WA got a new premier, too, Colin Barnett, whose Liberals won four seats fewer than Labor but negotiated their way to power by forming a coalition minority Government.
Beating the drum for women, apart from Quentin Bryce at Yarralumla, were Julie Bishop, who became the first female deputy leader of the federal Liberal Party; Carmel Tebbutt, the first female Deputy Premier of NSW; and Kay Goldsworthy, Australia's first female Anglican bishop, in Perth. Deputy Prime Minister Julia Gillard also impressed political observers whenever she covered for her boss's regular absences overseas.
The seamier side of politics was represented by former NSW minister Milton Orkopoulos, jailed for child sex and drug offences, and former West Australian Opposition leader Troy Buswell, who resigned after a bizarre incident in which he sniffed a woman's chair.
Former Federal Court judge Marcus Einfeld admitted telling lies over a $77 speeding fine.
Some things never change. Bart Cummings won his 12th Melbourne Cup and Australians again covered themselves in glory with 14 gold medals at the Beijing Olympics. They included memorable performances from triple-world-record-breaking swimmer Stephanie Rice, pole vaulter Steve Hooker and diver Matthew Mitcham.
One momentous change in business was Australia's biggest bank merger, the impending union between Westpac and St George, which will have a combined customer base of 10 million and a market capitalisation of $A46 billion.

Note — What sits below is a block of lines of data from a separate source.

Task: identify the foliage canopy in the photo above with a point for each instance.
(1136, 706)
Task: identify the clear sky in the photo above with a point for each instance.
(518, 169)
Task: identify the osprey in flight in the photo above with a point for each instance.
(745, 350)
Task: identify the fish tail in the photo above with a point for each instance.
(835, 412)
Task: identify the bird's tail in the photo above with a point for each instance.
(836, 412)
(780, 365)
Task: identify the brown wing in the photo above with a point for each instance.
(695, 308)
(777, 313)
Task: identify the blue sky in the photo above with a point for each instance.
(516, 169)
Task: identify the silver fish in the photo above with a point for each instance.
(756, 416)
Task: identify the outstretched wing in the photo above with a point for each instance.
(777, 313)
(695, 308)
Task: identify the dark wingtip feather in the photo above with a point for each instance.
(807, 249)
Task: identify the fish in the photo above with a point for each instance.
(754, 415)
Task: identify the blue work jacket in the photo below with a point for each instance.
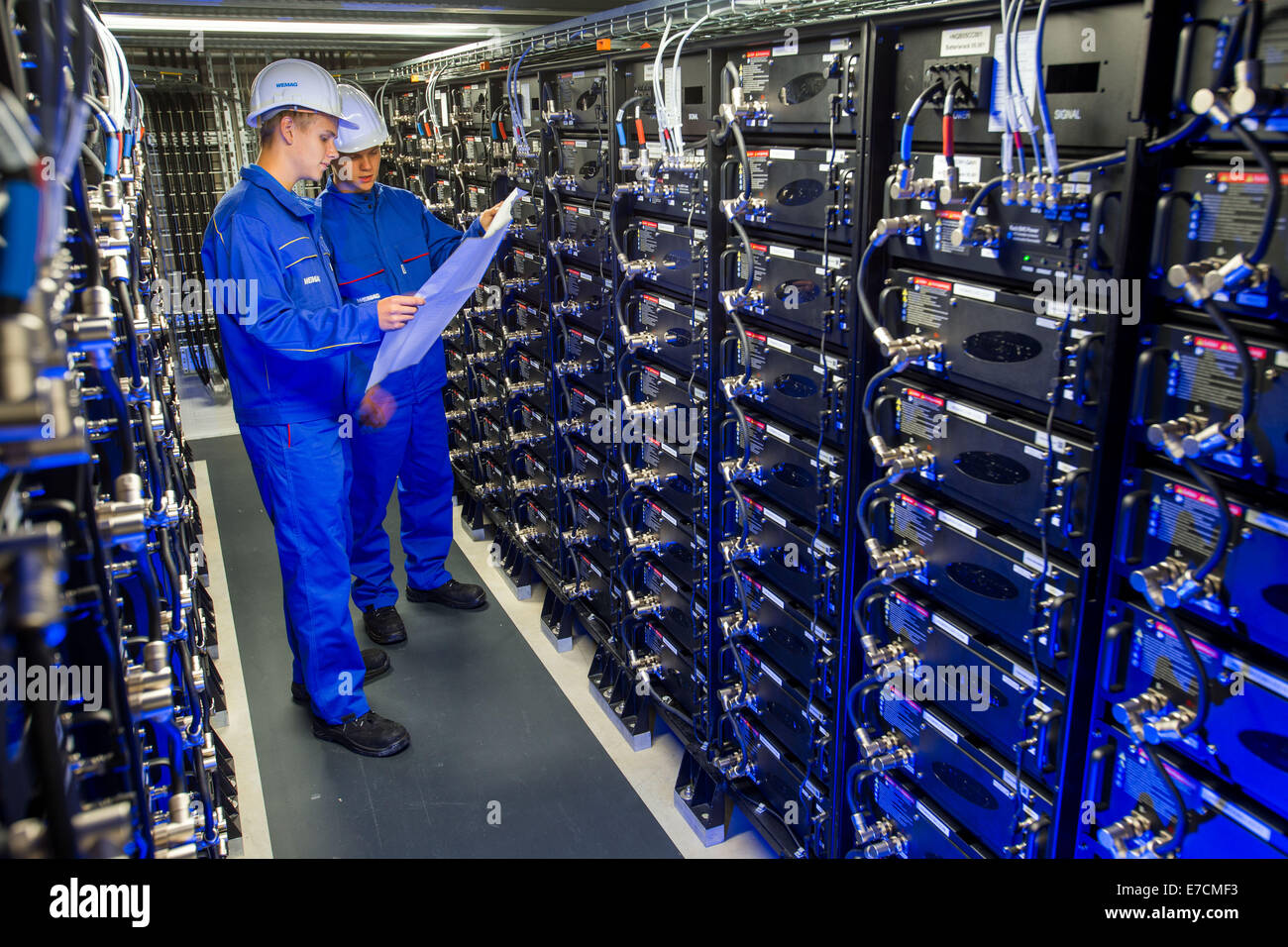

Another change for the history books came when James Packer ended his family's 50-year association with Channel Nine.
One of the year's biggest shocks came with the death in New York of actor Heath Ledger, 28, from an accidental overdose of prescription drugs.
A 67-year-old mystery was solved when HMAS Sydney was finally found on the floor of the Indian Ocean, where it went down with all hands in a battle with the German raider Kormoran in the navy's greatest disaster.
Mr Rudd has guaranteed bank deposits for three years and Treasurer Wayne Swan points to ''heartening'' figures indicating a recovery in economic confidence.
Australians are alert but not alarmed about terrorism, as they were instructed to be by the previous government, and this time they don't need a fridge magnet to remind them.